Here is an NPR article about him. I really hope he discovers an asteroid that will be a very close near miss to earth, encouraging humanity to make a real investment in actively protecting our planet from NEO.

Thursday, August 16, 2012

Kitchen sink sous vide tilapia

Ever since I saw this video, I've been wanting to cook fish sous vide in my kitchen sink, but until recently I've been too busy for cooking experiments. This past Sunday, though, we decided to finally make tilapia in the sink. I'll also note this is a really kid-friendly method of cooking, since (until the last step) the temperatures involved are pretty low, and kids can help by holding the thermometer, or by dropping the bagged fish into the sink.

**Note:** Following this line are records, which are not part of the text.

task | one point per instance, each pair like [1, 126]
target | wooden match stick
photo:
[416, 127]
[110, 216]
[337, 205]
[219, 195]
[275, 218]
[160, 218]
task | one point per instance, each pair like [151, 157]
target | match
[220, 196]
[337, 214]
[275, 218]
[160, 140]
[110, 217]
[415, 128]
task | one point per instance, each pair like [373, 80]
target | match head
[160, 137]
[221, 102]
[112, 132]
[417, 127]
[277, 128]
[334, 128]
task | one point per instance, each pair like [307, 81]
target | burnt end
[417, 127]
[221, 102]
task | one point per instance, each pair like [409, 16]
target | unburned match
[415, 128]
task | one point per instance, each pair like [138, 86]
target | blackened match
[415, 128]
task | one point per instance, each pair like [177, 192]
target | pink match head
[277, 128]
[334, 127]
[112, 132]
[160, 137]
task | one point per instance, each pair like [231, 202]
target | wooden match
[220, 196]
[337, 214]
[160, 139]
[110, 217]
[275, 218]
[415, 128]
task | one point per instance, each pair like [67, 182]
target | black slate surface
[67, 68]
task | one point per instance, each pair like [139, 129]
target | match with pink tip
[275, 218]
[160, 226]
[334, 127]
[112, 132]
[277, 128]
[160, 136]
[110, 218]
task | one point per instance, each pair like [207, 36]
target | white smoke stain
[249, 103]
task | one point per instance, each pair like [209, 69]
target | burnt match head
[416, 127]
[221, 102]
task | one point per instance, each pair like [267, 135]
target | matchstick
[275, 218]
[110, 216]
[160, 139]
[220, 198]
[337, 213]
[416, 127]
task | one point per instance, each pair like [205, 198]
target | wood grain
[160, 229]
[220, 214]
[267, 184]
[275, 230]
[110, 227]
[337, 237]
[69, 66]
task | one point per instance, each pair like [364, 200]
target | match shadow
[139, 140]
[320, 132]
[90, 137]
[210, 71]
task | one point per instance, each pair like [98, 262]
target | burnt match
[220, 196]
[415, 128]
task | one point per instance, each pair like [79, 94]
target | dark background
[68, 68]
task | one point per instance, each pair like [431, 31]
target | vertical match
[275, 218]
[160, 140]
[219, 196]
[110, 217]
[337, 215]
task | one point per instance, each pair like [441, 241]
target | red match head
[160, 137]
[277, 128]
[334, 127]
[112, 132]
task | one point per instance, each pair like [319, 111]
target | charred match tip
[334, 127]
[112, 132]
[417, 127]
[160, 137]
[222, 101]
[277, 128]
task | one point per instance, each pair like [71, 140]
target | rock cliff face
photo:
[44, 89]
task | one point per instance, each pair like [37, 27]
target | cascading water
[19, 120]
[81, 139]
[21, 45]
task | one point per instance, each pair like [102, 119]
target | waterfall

First, we filled the sink with hot tap water, at a temperature which is good for this sort of fish:

Then, we bagged the filets with a little bit of olive oil, and immersed in cold to squeeze out the air (in retrospect, I probably could have done this step right in the sink). Then, they went for a swim in the water for around 15 minutes (look up tables of cooking times in a book, or just calculate it yourself). Since we were eating these right away, we didn't need to worry about pasteurization issues.

To finish, I seared them in a pan with butter and capers (which became all crispy), topped with fresh ground green pepper and a squeeze of lemon, and served them with quinoa. They didn't need added salt; the capers were sufficient:

This actually turned out to be a really quick and easy way of cooking the fish to a perfect doneness in a nearly-foolproof way. It has the added benefit of not heating up my kitchen on a hot summer day. I am definitely going to be doing this more!

Sunday, August 12, 2012

Mitch Altman, Inventor of TV-B-Gone

After about two years of obsessively using TV B Gone I had the pleasure of meeting the brilliant inventor Mitch Altman. He is actually a real celebrity as you can see from his Wikipedia page. He came to the Awesome Summit since he is a member of the San Francisco chapter of the awesome foundation.

Thanks Brandon for the photo.

If you hate TVs like I do, then you should definitely get one of these, it comes with the highest of high recommendations from me!

Next week will be the last of this series of Photos with Celebrities

Sunday, August 05, 2012

Wikipedia Celebrity Dthomsen8

I was lucky to meet three celebrities in the past few months so this is going to be part 1/3 "photos with celebrities" posts, the rest will come in the following weeks.

The man you are looking at above (on the left) has over 80,000 edits on wikipedia. You can see that from his user page here. This makes him ranked number 281 in the world for that metric which you can see on this list of wikipedians by number of edits. Of course edit count is not necessarily a good way to measure a person's contribution... especially if you have the "Obsessive edit-counting disorder".

At Wikimania Dthomsen8 he led a great session on the "article rescue squadron," a group he is very active in. They are volunteers dedicated to saving articles that were nominated for deletion by adding references or arguing for their notability. Their greatest frienemy are the grumpy admins of the New Page Patrol.


Another interesting user has been hard at work since 2007 with 33948 edits (as of 8-5-2012) that almost all are fixing incorrect uses of "comprised of" which you can see from his list of edits here. He also has a nice description of the problem that I didn't even know existed.